No Proven Law Enforcement Benefits
To our knowledge, there is not one, independent, study that has been produced demonstrating any value in serialization. In fact, the enormous costs to implement such a system would draw funds away from proven crime fighting initiatives. Moreover, loopholes exist in the proposal that render it ineffective. These include, but are not limited to, the following:
* To date, home re-loaders are exempt from the plan, thereby offering criminals easy access to unmarked ammunition;
* A round of ammunition can be disassembled, its markings removed, then reassembled;
* A revolver can be used in the commission of a crime, thereby leaving no spent shell casing if it is discharged; and
* Spent shell casings can be collected from target ranges and reloaded (a common practice), thereby effectively masking ownership; and
* Those determined to procure unmarked ammunition will purchase it from out of state or on the black market.
Conclusion
A significant portion of the California legislature has been hostile to the firearms industry. If the serialization proposal is taken up and passed to further an anti-gun agenda, the repercussions will be felt across the country. In the end, it could result in the bankruptcy of the U.S. ammunition industry, the destruction of a critical component of our defense industrial base, force the military and law enforcement to curtail training and become dependent on foreign sources of ammunition, and send the cost of a box of bullets well beyond what most could pay.
|
OK, this is just California trying to enforce their will on the rest of the United States. I for one don't like the idea of being a criminal just because the ammo that I have stored in my closet (that I have had for 10 years) doesn't have a serial number on/in it. That's just crazy.
Also, look at the exemptions, reloaders are exempt. Well now, that just means you buy your brass someplace else, reload then go shoot someone with it. I know, I know, crooks aren't going to take the time to reload their own. But still, they could.

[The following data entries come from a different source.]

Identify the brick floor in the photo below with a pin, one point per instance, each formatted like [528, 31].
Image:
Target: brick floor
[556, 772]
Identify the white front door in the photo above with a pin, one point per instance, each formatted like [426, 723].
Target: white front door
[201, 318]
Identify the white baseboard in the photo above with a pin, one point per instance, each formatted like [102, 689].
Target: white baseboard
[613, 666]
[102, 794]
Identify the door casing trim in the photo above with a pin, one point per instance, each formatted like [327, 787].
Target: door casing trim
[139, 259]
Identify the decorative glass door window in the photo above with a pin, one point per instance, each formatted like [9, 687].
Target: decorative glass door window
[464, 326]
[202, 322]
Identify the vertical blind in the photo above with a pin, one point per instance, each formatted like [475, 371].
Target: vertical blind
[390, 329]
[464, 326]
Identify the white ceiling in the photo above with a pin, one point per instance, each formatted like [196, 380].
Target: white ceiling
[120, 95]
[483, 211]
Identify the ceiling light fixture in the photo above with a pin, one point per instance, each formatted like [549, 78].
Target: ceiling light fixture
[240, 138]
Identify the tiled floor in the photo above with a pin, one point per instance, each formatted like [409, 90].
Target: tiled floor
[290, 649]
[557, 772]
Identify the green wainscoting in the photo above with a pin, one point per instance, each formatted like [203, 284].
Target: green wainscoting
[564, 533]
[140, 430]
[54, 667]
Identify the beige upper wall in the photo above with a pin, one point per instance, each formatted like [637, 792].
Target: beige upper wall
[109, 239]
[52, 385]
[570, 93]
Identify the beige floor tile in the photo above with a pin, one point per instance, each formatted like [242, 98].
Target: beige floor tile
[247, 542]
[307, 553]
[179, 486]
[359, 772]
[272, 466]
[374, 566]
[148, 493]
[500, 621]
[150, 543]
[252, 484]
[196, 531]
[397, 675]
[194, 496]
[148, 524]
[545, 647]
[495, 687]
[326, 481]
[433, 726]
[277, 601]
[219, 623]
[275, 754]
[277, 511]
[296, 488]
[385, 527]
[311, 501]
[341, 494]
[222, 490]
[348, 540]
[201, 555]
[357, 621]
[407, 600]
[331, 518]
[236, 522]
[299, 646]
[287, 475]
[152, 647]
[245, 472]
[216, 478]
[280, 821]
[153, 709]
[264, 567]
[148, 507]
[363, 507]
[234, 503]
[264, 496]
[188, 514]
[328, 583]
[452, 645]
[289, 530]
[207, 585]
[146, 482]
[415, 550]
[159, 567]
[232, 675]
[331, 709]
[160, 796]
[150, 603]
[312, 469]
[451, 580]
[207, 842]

Can you imagine all the ammunintion companies having to retool to buy one of these laser ingravers. I wonder how much stock Lockyer has in Revensforge. So the consumer is going to have to pay more to fund this, more for the bullets to pay for the retooling, more for the bullet in general because more brass will have to be used in the caseing wall. If you cut a serial number into the wall of the casing, that is going to be a week spot, no matter how small the ingraving.
I see this as to much of a PITA. If this passes, ammo manufacturers should just say fuck it and pull out of Cali.